In appreciation of Tanner Roark

Because the trade occurred late in the Winter Meetings last week, and because the Nationals have made more news since, Tanner Roark’s departure for Cincinnati perhaps hasn’t received as much attention as it deserves.

Consider this, then, one final acknowledgement of Roark’s career in Washington. Because it was significant, it was very good at times and it may not be as easy to replace as some would like to believe.

Did Roark have his faults? Sure. Especially over the last two seasons, he struggled to find any level of consistency, making any given start of his a crapshoot.

But view his five-plus seasons with the Nationals in their entirety, and this guy was awfully impressive when you consider where he came from.
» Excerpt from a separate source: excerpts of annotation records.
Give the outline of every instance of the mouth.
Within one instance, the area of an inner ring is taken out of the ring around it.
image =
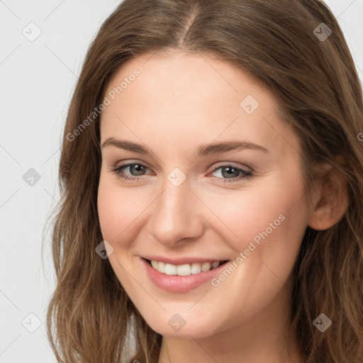
[[[189,276],[207,272],[226,264],[229,260],[213,261],[211,262],[192,262],[183,264],[173,264],[162,261],[144,258],[154,269],[169,276]]]
[[[189,259],[191,263],[185,263],[186,259],[179,259],[178,262],[183,264],[173,264],[145,257],[141,257],[140,261],[146,276],[155,286],[177,294],[187,293],[202,285],[206,286],[205,284],[222,273],[226,268],[225,265],[230,262],[209,260],[198,262]]]

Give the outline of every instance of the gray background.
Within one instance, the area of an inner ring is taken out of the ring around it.
[[[77,75],[119,3],[0,0],[0,363],[55,362],[45,335],[55,282],[44,226],[59,200],[61,136]],[[326,4],[363,80],[363,0]]]

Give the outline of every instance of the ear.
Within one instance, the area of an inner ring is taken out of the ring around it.
[[[318,184],[318,192],[308,225],[324,230],[337,223],[348,208],[347,180],[340,171],[330,165]]]

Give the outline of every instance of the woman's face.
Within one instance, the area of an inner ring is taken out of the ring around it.
[[[203,337],[282,321],[311,210],[272,95],[228,62],[174,51],[129,61],[105,96],[101,228],[147,323]]]

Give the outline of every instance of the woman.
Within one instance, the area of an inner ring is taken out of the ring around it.
[[[362,132],[322,1],[125,0],[65,125],[58,361],[362,362]]]

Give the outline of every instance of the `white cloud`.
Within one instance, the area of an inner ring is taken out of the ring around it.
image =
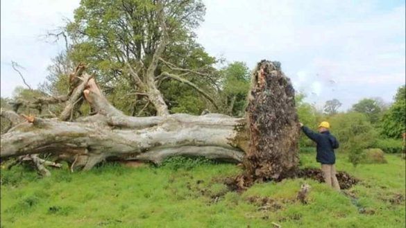
[[[79,1],[1,1],[1,96],[10,96],[17,86],[24,86],[11,68],[11,61],[24,67],[28,83],[35,87],[46,76],[51,59],[63,49],[62,44],[46,43],[42,36],[73,17]]]
[[[366,0],[205,3],[206,21],[198,35],[210,53],[251,67],[263,58],[279,60],[312,102],[344,99],[348,93],[353,96],[344,108],[365,94],[389,101],[393,93],[378,88],[394,93],[405,83],[403,2],[396,7]],[[367,93],[351,91],[353,83]]]
[[[208,52],[254,67],[278,60],[295,87],[317,104],[337,98],[344,108],[359,99],[389,101],[405,83],[405,3],[378,0],[206,0],[196,31]],[[32,85],[63,49],[39,38],[71,18],[79,0],[15,0],[1,4],[1,96],[23,85],[15,60]],[[314,93],[314,94],[312,94]],[[319,96],[317,96],[319,95]]]

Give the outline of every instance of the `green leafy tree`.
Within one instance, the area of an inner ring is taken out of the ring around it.
[[[375,123],[379,121],[382,109],[378,102],[375,99],[364,98],[353,105],[353,111],[364,114],[369,121]]]
[[[364,149],[373,146],[378,133],[368,116],[360,112],[340,113],[328,119],[331,132],[340,143],[339,151],[347,152],[356,166],[364,158]]]
[[[305,102],[306,96],[304,94],[298,94],[295,96],[295,103],[300,121],[303,125],[311,128],[316,128],[317,116],[316,108],[311,104]],[[312,140],[303,134],[301,134],[299,139],[301,147],[314,146],[314,143]]]
[[[250,88],[249,69],[244,62],[235,62],[223,68],[220,74],[224,112],[234,116],[242,116]]]
[[[382,133],[391,138],[400,138],[406,132],[406,95],[405,85],[399,87],[394,103],[382,117]]]
[[[338,113],[338,109],[341,105],[337,99],[327,100],[324,105],[323,112],[328,115],[334,115]]]
[[[187,80],[188,90],[202,100],[216,91],[216,60],[193,32],[205,13],[199,0],[83,0],[67,26],[73,42],[69,58],[89,64],[109,100],[124,112],[151,110],[151,104],[165,114],[185,100],[167,94],[179,85],[169,81]]]

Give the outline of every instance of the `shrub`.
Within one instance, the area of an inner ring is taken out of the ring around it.
[[[402,152],[403,150],[402,141],[394,139],[378,139],[374,144],[374,147],[389,154]]]
[[[203,157],[191,158],[184,156],[175,156],[165,159],[161,166],[174,170],[177,170],[180,168],[191,170],[194,167],[213,162],[213,161]]]
[[[383,164],[387,163],[384,152],[380,148],[370,148],[364,150],[365,154],[363,163]]]

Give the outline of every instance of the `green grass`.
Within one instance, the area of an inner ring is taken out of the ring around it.
[[[314,154],[303,166],[319,167]],[[387,164],[354,168],[338,155],[337,167],[361,179],[342,193],[309,179],[256,184],[239,194],[217,179],[236,175],[231,164],[174,159],[164,166],[128,168],[108,164],[86,173],[52,170],[38,178],[24,167],[1,170],[1,227],[405,227],[405,160],[386,155]],[[186,168],[180,166],[185,163]],[[309,183],[309,203],[294,200]],[[281,206],[259,210],[253,196],[269,197]],[[367,213],[360,213],[358,208]]]

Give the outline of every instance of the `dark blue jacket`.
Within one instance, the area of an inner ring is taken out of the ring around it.
[[[317,155],[316,156],[317,162],[329,165],[335,164],[334,149],[339,148],[339,143],[335,137],[330,134],[329,131],[316,133],[305,126],[303,126],[302,130],[307,137],[317,143]]]

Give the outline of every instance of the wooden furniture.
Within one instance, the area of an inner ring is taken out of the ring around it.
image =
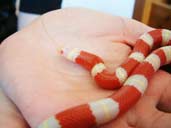
[[[136,0],[133,18],[155,28],[171,29],[171,0]]]

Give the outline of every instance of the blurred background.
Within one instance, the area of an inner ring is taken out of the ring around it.
[[[171,0],[0,0],[0,42],[40,15],[66,7],[85,7],[171,29]]]

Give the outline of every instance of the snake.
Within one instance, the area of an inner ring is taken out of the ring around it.
[[[134,106],[153,74],[161,66],[171,63],[171,31],[154,29],[142,34],[127,60],[114,73],[107,70],[103,59],[93,53],[64,47],[61,55],[87,69],[99,87],[120,89],[108,97],[59,112],[45,119],[38,128],[100,127]]]

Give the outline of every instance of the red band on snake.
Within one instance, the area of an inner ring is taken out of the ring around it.
[[[107,71],[100,57],[86,51],[64,48],[61,51],[63,56],[90,71],[100,87],[123,87],[107,98],[60,112],[38,128],[93,128],[126,112],[140,99],[151,76],[160,66],[171,63],[171,46],[167,45],[171,45],[169,30],[156,29],[143,34],[136,41],[128,59],[114,73]],[[160,46],[164,47],[158,48]],[[153,49],[156,50],[148,55]]]

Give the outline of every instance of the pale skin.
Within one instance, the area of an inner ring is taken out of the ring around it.
[[[150,30],[134,20],[87,9],[50,12],[0,46],[0,85],[30,127],[36,128],[44,119],[66,108],[117,93],[99,88],[88,71],[61,57],[61,47],[69,45],[95,53],[114,71],[126,60],[135,40]],[[171,75],[158,71],[131,110],[99,128],[170,128],[170,83]],[[21,128],[28,128],[13,104],[3,107],[11,124],[14,120]],[[7,107],[22,119],[8,115],[11,111],[6,111]]]

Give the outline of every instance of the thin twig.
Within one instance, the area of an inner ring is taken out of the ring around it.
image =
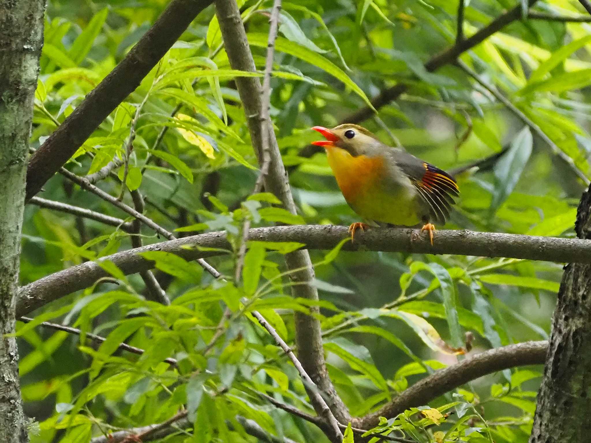
[[[305,245],[307,249],[330,250],[347,235],[346,226],[301,225],[252,229],[248,238],[261,242],[296,242]],[[129,275],[154,268],[154,262],[144,258],[141,255],[142,252],[164,251],[190,260],[227,253],[230,247],[226,232],[220,231],[122,251],[100,260],[112,262],[124,273]],[[428,236],[421,236],[418,229],[366,229],[365,232],[356,234],[355,242],[345,243],[342,249],[591,263],[591,242],[586,240],[475,232],[467,229],[437,231],[433,245]],[[91,286],[98,279],[108,275],[99,264],[87,262],[43,277],[21,288],[17,314],[26,315],[50,301]]]
[[[130,216],[132,216],[136,219],[138,219],[142,223],[147,226],[149,226],[157,233],[163,236],[168,240],[177,239],[176,237],[173,235],[171,233],[168,232],[168,231],[164,229],[164,228],[162,227],[162,226],[154,223],[152,220],[148,219],[143,214],[140,214],[131,207],[128,206],[122,201],[119,201],[115,197],[107,194],[106,192],[96,187],[93,184],[89,183],[84,177],[76,175],[75,174],[70,172],[65,168],[61,168],[60,169],[60,173],[67,177],[69,180],[72,180],[74,183],[79,185],[83,189],[92,192],[93,194],[98,196],[103,200],[108,201],[113,206],[117,207],[119,209],[129,214]],[[213,275],[215,278],[217,278],[221,275],[215,269],[215,268],[212,266],[203,259],[199,259],[197,260],[197,262],[199,263],[204,269]]]
[[[34,319],[30,318],[28,317],[21,317],[19,320],[24,323],[29,323],[33,321]],[[44,321],[42,323],[39,324],[40,326],[43,326],[44,328],[47,328],[48,329],[53,329],[56,331],[63,331],[67,332],[69,334],[74,334],[76,335],[79,335],[82,334],[82,331],[77,329],[77,328],[72,328],[70,326],[66,326],[64,325],[59,324],[57,323],[51,323],[48,321]],[[90,333],[86,333],[86,336],[88,338],[90,338],[95,341],[98,341],[99,343],[102,343],[106,340],[104,337],[101,337],[100,335],[97,335],[96,334],[91,334]],[[131,352],[132,354],[137,354],[137,355],[142,355],[145,351],[140,348],[137,348],[135,346],[132,346],[128,344],[127,343],[120,343],[117,347],[118,349],[121,349],[124,351],[127,351],[128,352]],[[177,361],[175,359],[168,358],[164,359],[163,360],[166,363],[172,364],[174,366],[176,366]]]
[[[134,207],[135,209],[135,210],[140,214],[143,214],[144,210],[145,209],[145,205],[144,204],[144,198],[142,197],[142,194],[139,193],[139,191],[137,189],[132,191],[131,198],[133,200]],[[136,219],[134,220],[133,225],[134,235],[131,236],[131,246],[134,247],[141,247],[142,237],[139,235],[141,232],[141,222]],[[165,306],[170,306],[170,299],[166,295],[166,291],[162,289],[160,284],[158,282],[158,280],[156,279],[152,271],[150,270],[142,271],[139,273],[139,275],[144,281],[144,284],[146,285],[146,288],[152,295],[152,297]]]
[[[591,22],[591,17],[588,15],[555,15],[551,14],[544,14],[543,12],[535,12],[532,11],[528,12],[527,18],[532,20],[546,20],[547,21],[560,21],[564,22],[571,22],[573,23],[588,23]]]
[[[106,178],[107,175],[111,174],[111,172],[122,165],[124,159],[122,158],[116,157],[96,172],[85,175],[84,178],[88,180],[89,183],[96,183],[97,181]]]
[[[298,372],[300,373],[300,376],[301,377],[303,381],[304,382],[304,386],[306,387],[306,391],[308,392],[308,395],[310,396],[310,399],[314,405],[314,409],[316,409],[317,413],[324,418],[326,421],[326,424],[331,428],[332,431],[333,437],[335,438],[340,438],[339,441],[342,441],[343,439],[343,434],[340,432],[340,429],[339,426],[339,422],[337,421],[336,419],[335,418],[335,416],[333,415],[332,412],[330,411],[330,408],[329,408],[328,405],[326,404],[326,402],[320,395],[320,392],[318,390],[318,387],[316,386],[312,379],[310,378],[308,373],[304,369],[303,367],[301,366],[301,363],[300,363],[300,360],[297,359],[296,355],[294,354],[293,351],[290,348],[290,347],[287,346],[287,344],[283,341],[283,339],[280,337],[279,334],[277,334],[277,331],[275,330],[269,323],[265,320],[265,318],[261,315],[258,311],[253,311],[251,312],[252,316],[256,318],[261,325],[265,329],[267,330],[267,332],[273,337],[275,342],[279,345],[279,346],[283,350],[283,351],[287,354],[289,357],[290,360],[291,360],[291,363],[297,369]]]
[[[579,0],[579,2],[583,5],[587,12],[591,14],[591,2],[589,2],[589,0]]]
[[[56,211],[61,211],[61,212],[72,214],[77,217],[82,217],[85,219],[93,220],[95,222],[100,222],[102,223],[105,223],[111,226],[120,228],[121,230],[125,232],[131,232],[132,230],[131,223],[128,223],[122,219],[106,216],[99,212],[91,211],[90,209],[86,209],[86,208],[81,208],[79,206],[62,203],[60,201],[48,200],[38,197],[33,197],[29,200],[28,203],[33,203],[40,207],[53,209]]]
[[[464,40],[464,9],[465,0],[458,0],[457,17],[456,23],[456,44],[459,45]]]
[[[269,38],[267,45],[267,58],[265,61],[265,72],[263,74],[262,88],[261,90],[261,136],[262,138],[262,152],[261,152],[261,172],[255,187],[253,194],[256,194],[262,189],[265,177],[269,171],[269,162],[271,161],[269,145],[269,132],[273,131],[272,123],[269,115],[269,108],[271,106],[271,71],[273,69],[273,56],[275,54],[275,41],[277,38],[277,30],[279,24],[279,12],[281,9],[281,0],[275,0],[273,8],[271,11],[271,17],[269,19]],[[251,228],[251,220],[248,217],[244,220],[242,226],[242,236],[238,249],[238,253],[236,259],[236,270],[234,279],[236,284],[240,281],[241,274],[242,272],[242,266],[244,265],[244,255],[246,252],[246,240],[248,240],[248,230]]]
[[[464,72],[474,79],[474,80],[475,80],[479,84],[491,93],[493,96],[494,96],[495,98],[501,102],[508,109],[517,116],[517,117],[518,117],[521,121],[527,125],[532,129],[532,131],[533,131],[540,138],[545,142],[546,144],[550,147],[550,149],[552,149],[552,151],[556,155],[557,155],[569,166],[570,166],[571,168],[572,168],[573,170],[575,172],[577,175],[578,175],[586,184],[588,185],[589,184],[589,179],[582,171],[579,169],[577,165],[574,164],[574,161],[573,159],[564,154],[564,152],[563,152],[562,150],[556,145],[556,144],[552,141],[550,137],[546,135],[545,133],[542,131],[542,129],[539,126],[530,119],[529,117],[525,115],[525,114],[517,108],[517,107],[512,103],[511,101],[505,97],[505,96],[501,94],[499,90],[497,89],[494,85],[491,84],[487,82],[485,80],[484,80],[484,79],[479,76],[476,72],[472,70],[469,66],[466,64],[466,63],[462,60],[458,59],[456,61],[456,64],[457,66],[459,66]]]
[[[410,408],[427,404],[465,383],[493,372],[517,366],[544,363],[548,342],[526,341],[489,349],[440,369],[401,392],[378,411],[352,420],[359,428],[377,425],[379,417],[391,418]]]

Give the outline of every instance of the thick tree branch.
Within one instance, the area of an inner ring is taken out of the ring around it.
[[[588,15],[554,15],[543,12],[528,12],[527,18],[532,20],[545,20],[546,21],[560,21],[566,23],[588,23],[591,22],[591,17]]]
[[[236,2],[234,0],[216,0],[215,5],[230,66],[233,69],[243,71],[256,70]],[[264,159],[265,152],[269,155],[268,170],[264,171],[267,172],[264,174],[265,188],[279,198],[285,209],[296,214],[297,209],[291,195],[287,172],[281,159],[275,133],[271,130],[272,123],[270,119],[265,118],[264,124],[261,125],[261,120],[265,116],[265,113],[262,109],[261,82],[258,78],[246,77],[237,77],[235,81],[241,102],[244,107],[252,145],[260,166],[263,168],[266,167]],[[265,126],[268,129],[264,135],[262,128]],[[265,140],[268,141],[268,149],[264,144]],[[285,263],[288,269],[300,270],[290,275],[293,281],[299,284],[293,286],[293,295],[317,300],[318,291],[312,285],[314,271],[308,252],[298,250],[286,254]],[[313,316],[319,310],[314,307],[311,310],[312,315],[310,315],[301,312],[294,314],[298,357],[310,378],[325,396],[337,420],[346,422],[348,421],[348,412],[337,395],[324,364],[320,324]],[[330,437],[334,438],[334,436]]]
[[[173,0],[139,41],[95,88],[31,157],[27,198],[74,154],[142,79],[212,0]]]
[[[541,364],[548,350],[548,342],[526,341],[476,354],[471,358],[441,369],[402,392],[379,411],[361,418],[353,425],[371,429],[379,417],[395,417],[409,408],[422,406],[446,392],[483,375],[515,366]]]
[[[528,4],[532,6],[537,0],[528,0]],[[521,5],[518,5],[512,9],[509,9],[495,18],[488,25],[482,28],[473,35],[462,40],[460,43],[446,49],[439,54],[434,56],[425,63],[425,69],[429,72],[433,72],[446,64],[456,61],[462,54],[468,51],[475,46],[482,43],[495,32],[500,31],[509,23],[521,18]],[[379,109],[382,106],[388,105],[390,102],[396,100],[400,95],[406,91],[405,84],[398,83],[394,86],[384,89],[371,100],[374,108]],[[340,123],[361,123],[367,120],[374,114],[374,111],[369,106],[360,108],[358,110],[349,114]],[[322,148],[313,145],[309,145],[303,148],[299,155],[303,157],[310,157],[316,152],[319,152]]]
[[[248,238],[268,242],[297,242],[309,249],[331,249],[348,235],[345,226],[330,225],[277,226],[251,229]],[[139,253],[162,250],[186,260],[219,255],[221,252],[200,250],[197,246],[229,248],[225,231],[185,237],[150,245],[103,257],[113,262],[126,275],[154,267]],[[437,231],[431,246],[418,229],[376,228],[356,234],[354,243],[345,243],[345,250],[379,250],[430,254],[457,254],[483,257],[508,257],[561,263],[591,263],[591,242],[578,239],[537,237],[467,230]],[[17,315],[24,315],[49,302],[91,286],[107,273],[93,262],[69,268],[21,288]]]
[[[106,216],[99,212],[91,211],[90,209],[86,209],[86,208],[81,208],[78,206],[62,203],[61,201],[48,200],[38,197],[34,197],[29,200],[28,203],[37,205],[40,207],[66,212],[68,214],[72,214],[77,217],[82,217],[85,219],[89,219],[96,222],[100,222],[102,223],[105,223],[111,226],[118,227],[125,232],[131,233],[133,230],[132,224],[126,223],[125,220],[122,219]]]

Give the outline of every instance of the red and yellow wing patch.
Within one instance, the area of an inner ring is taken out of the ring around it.
[[[425,174],[420,180],[414,181],[415,187],[431,207],[432,216],[445,223],[452,205],[456,203],[453,197],[460,194],[460,188],[447,172],[427,162],[423,165]]]

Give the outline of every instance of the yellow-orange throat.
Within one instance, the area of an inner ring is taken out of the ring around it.
[[[354,157],[345,149],[325,146],[329,165],[345,199],[350,204],[371,192],[384,172],[382,157],[358,155]]]

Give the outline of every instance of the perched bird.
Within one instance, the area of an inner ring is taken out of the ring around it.
[[[459,195],[455,179],[444,171],[401,149],[391,148],[357,125],[328,129],[312,128],[326,140],[312,142],[326,151],[339,187],[353,211],[368,222],[414,226],[421,222],[433,244],[435,226],[445,224],[454,197]],[[369,225],[355,223],[355,230]]]

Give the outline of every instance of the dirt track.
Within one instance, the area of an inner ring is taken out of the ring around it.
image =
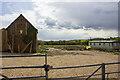
[[[66,52],[66,51],[64,51]],[[68,52],[68,51],[67,51]],[[70,53],[82,53],[78,55],[56,55],[48,56],[48,64],[53,67],[60,66],[75,66],[75,65],[89,65],[101,64],[109,62],[118,62],[118,55],[113,55],[106,52],[99,51],[69,51]],[[4,53],[7,54],[7,53]],[[2,67],[8,66],[35,66],[44,65],[44,57],[26,57],[26,58],[4,58],[2,59]],[[70,77],[92,74],[98,67],[91,68],[76,68],[76,69],[61,69],[50,70],[49,77]],[[106,72],[118,71],[118,65],[106,66]],[[7,77],[23,77],[23,76],[39,76],[44,75],[44,69],[14,69],[3,70],[2,73]],[[101,73],[101,70],[98,71]],[[96,76],[100,78],[101,76]],[[95,78],[96,78],[95,77]],[[117,78],[117,74],[108,75],[109,78]]]

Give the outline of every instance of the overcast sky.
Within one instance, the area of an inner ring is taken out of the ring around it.
[[[86,1],[86,0],[85,0]],[[38,29],[39,40],[73,40],[118,36],[118,2],[33,0],[1,2],[0,28],[23,14]]]

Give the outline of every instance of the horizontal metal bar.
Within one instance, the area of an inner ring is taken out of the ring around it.
[[[111,65],[111,64],[120,64],[120,62],[113,62],[113,63],[104,63],[105,65]]]
[[[120,62],[104,63],[104,64],[105,65],[120,64]],[[100,66],[100,65],[102,65],[102,64],[83,65],[83,66],[69,66],[69,67],[53,67],[52,69],[69,69],[69,68],[92,67],[92,66]]]
[[[40,57],[46,55],[1,55],[0,58],[10,58],[10,57]]]
[[[83,66],[69,66],[69,67],[53,67],[52,69],[68,69],[68,68],[92,67],[92,66],[100,66],[100,65],[101,64],[83,65]]]
[[[86,80],[89,80],[89,78],[92,77],[101,67],[102,67],[102,65],[97,70],[95,70],[90,76],[88,76],[88,78]]]
[[[29,79],[29,78],[43,78],[46,76],[32,76],[32,77],[16,77],[16,78],[2,78],[2,80],[10,80],[10,79]]]
[[[44,66],[0,67],[0,69],[19,69],[19,68],[44,68]]]
[[[7,76],[3,75],[3,74],[0,74],[0,76],[4,77],[4,78],[8,78]]]
[[[120,73],[120,72],[109,72],[105,74],[113,74],[113,73]],[[102,74],[94,74],[93,76],[98,76]],[[49,80],[57,80],[57,79],[71,79],[71,78],[81,78],[81,77],[88,77],[90,75],[84,75],[84,76],[74,76],[74,77],[64,77],[64,78],[49,78]]]

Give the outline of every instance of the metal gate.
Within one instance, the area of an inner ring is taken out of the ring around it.
[[[105,65],[112,65],[112,64],[120,64],[120,62],[114,62],[114,63],[102,63],[102,64],[93,64],[93,65],[84,65],[84,66],[68,66],[68,67],[52,67],[47,64],[47,55],[9,55],[9,56],[0,56],[0,58],[11,58],[11,57],[45,57],[45,64],[42,66],[21,66],[21,67],[0,67],[0,69],[20,69],[20,68],[44,68],[45,75],[44,76],[31,76],[31,77],[15,77],[15,78],[8,78],[5,75],[0,74],[2,77],[4,77],[2,80],[12,80],[12,79],[30,79],[30,78],[45,78],[46,80],[58,80],[58,79],[72,79],[72,78],[81,78],[81,77],[87,77],[85,80],[89,80],[92,76],[102,75],[101,79],[105,80],[105,75],[107,74],[113,74],[113,73],[120,73],[120,71],[117,72],[105,72]],[[48,78],[48,72],[49,70],[54,69],[71,69],[71,68],[82,68],[82,67],[93,67],[98,66],[98,69],[95,70],[91,75],[84,75],[84,76],[74,76],[74,77],[63,77],[63,78]],[[101,74],[95,74],[98,70],[102,69]]]

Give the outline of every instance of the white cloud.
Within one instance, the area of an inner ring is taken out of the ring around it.
[[[116,30],[96,30],[91,27],[89,30],[86,30],[86,26],[83,27],[83,25],[77,24],[77,19],[78,22],[81,22],[82,20],[76,14],[71,13],[70,10],[67,10],[67,8],[58,8],[56,6],[51,6],[51,3],[48,1],[41,0],[39,2],[34,2],[33,4],[33,10],[23,9],[17,13],[0,16],[0,19],[2,19],[3,23],[0,25],[0,28],[6,28],[22,13],[39,30],[38,38],[40,40],[86,39],[90,37],[103,38],[115,37],[118,34]],[[49,24],[53,23],[54,26],[52,28],[49,28],[49,25],[46,25],[46,22]],[[60,29],[60,25],[62,25],[63,28]]]

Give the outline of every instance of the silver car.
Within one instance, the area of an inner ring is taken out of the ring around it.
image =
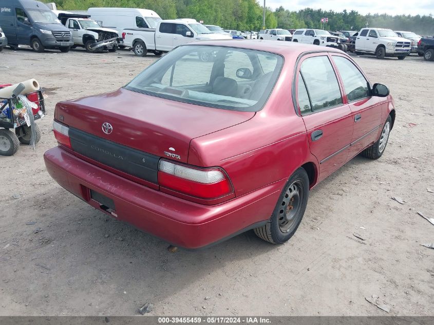
[[[8,39],[6,38],[5,33],[3,32],[3,30],[0,27],[0,52],[3,49],[3,48],[8,45]]]

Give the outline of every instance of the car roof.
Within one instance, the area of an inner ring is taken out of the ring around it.
[[[249,50],[257,50],[275,53],[284,56],[297,57],[306,52],[331,52],[344,53],[342,51],[332,47],[319,47],[317,45],[300,44],[292,42],[279,42],[278,41],[263,41],[262,40],[245,40],[237,41],[232,40],[221,40],[212,41],[201,41],[186,43],[181,46],[207,45],[215,46],[226,46],[243,48]]]

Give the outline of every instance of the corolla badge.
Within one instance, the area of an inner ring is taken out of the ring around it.
[[[111,124],[106,122],[103,123],[102,129],[103,132],[106,135],[109,135],[113,132],[113,127],[111,126]]]

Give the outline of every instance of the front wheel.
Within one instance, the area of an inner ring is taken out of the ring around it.
[[[33,51],[38,53],[41,53],[45,50],[45,48],[44,47],[44,45],[42,45],[41,41],[36,37],[32,40],[32,48],[33,48]]]
[[[375,56],[377,59],[384,59],[386,56],[386,49],[381,46],[375,50]]]
[[[37,124],[35,124],[35,131],[36,131],[36,141],[35,143],[39,142],[41,140],[41,129]],[[30,144],[30,140],[32,138],[32,129],[26,124],[22,125],[15,129],[15,134],[18,137],[18,140],[23,144]]]
[[[18,138],[10,130],[0,129],[0,155],[12,156],[18,151]]]
[[[306,209],[309,185],[307,173],[299,168],[284,187],[271,217],[264,225],[255,228],[256,236],[273,244],[281,244],[292,237]]]
[[[133,50],[138,56],[146,56],[147,53],[146,46],[141,41],[136,42],[133,47]]]
[[[362,151],[362,156],[370,159],[378,159],[383,156],[384,149],[386,149],[386,146],[387,145],[387,141],[389,140],[389,135],[390,133],[391,128],[392,118],[389,115],[387,117],[386,123],[383,127],[380,139],[370,147],[366,148]]]
[[[425,51],[423,58],[427,61],[432,61],[434,60],[434,49],[430,49]]]

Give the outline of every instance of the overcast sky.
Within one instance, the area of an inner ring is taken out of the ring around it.
[[[263,0],[258,0],[261,6]],[[384,13],[389,14],[411,14],[421,15],[432,13],[434,15],[434,0],[362,0],[362,1],[349,1],[348,0],[266,0],[267,7],[273,9],[282,6],[285,9],[298,10],[306,7],[324,10],[342,11],[344,9],[358,11],[362,14],[367,13]]]

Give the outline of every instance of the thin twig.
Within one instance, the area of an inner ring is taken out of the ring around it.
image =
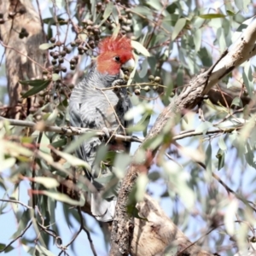
[[[9,203],[14,203],[14,204],[20,204],[22,207],[27,208],[27,209],[32,209],[32,207],[29,207],[26,204],[24,204],[23,202],[17,201],[17,200],[10,200],[10,199],[0,199],[1,201],[6,201],[6,202],[9,202]]]
[[[9,242],[3,249],[0,250],[0,253],[4,252],[9,246],[11,246],[15,241],[17,241],[19,238],[22,237],[23,235],[26,232],[26,230],[31,227],[32,225],[32,220],[29,222],[29,224],[25,228],[25,230],[19,235],[16,238],[15,238],[11,242]]]
[[[38,65],[38,67],[40,67],[43,70],[46,70],[47,71],[47,68],[45,68],[44,67],[43,67],[42,65],[40,65],[38,62],[37,62],[36,61],[34,61],[33,59],[32,59],[30,56],[26,55],[26,54],[17,50],[16,49],[13,48],[13,47],[10,47],[10,46],[8,46],[6,44],[4,44],[3,43],[3,41],[0,40],[0,44],[2,44],[2,46],[3,46],[4,48],[8,48],[8,49],[13,49],[15,50],[15,52],[17,52],[19,55],[21,55],[25,57],[26,57],[28,60],[30,60],[32,62],[33,62],[35,65]]]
Roark, you may have forgotten, was a middling prospect when the Nats acquired him in 2010. A 25th-round pick out of the University of Illinois (not exactly a baseball powerhouse), he was no guarantee to even reach the majors at the time. Not that Mike Rizzo expected to get much in return for Cristian Guzman, who was pawned off on the Rangers in exchange for Roark and fellow minor league righty Ryan Tatusko. A 6-17 record and 4.39 ERA at Triple-A in 2012 did nothing to boost Roark’s case for future success.

Roark-Pitch-Blue-v-PHI-sidebar.jpgBut then the lightbulb came on in 2013, and by late summer, Roark was making his big league debut and turning heads with a 1.51 ERA over 53 2/3 innings. He joined the rotation full-time the following year and was an absolute revelation, going 15-10 with a 2.85 ERA.

Bumped to the bullpen because of the Max Scherzer acquisition, Roark took a step back in 2015. But given a chance to be a full-time starter again in 2016, he nearly duplicated his performance from two years prior, going 16-10 with a 2.83 ERA.

The last two seasons, as stated earlier, were a struggle. And at times, Roark seemed to have lost the confidence that helped make him so effective despite less-than-dominant stuff. But let’s not discount what this guy still was in the big picture. For his career, he’s 64-54 with a 3.59 ERA and a 1.209 WHIP. He made 30-plus starts each of the four full seasons he spent in the Nationals rotation. He has never spent a day on the disabled list.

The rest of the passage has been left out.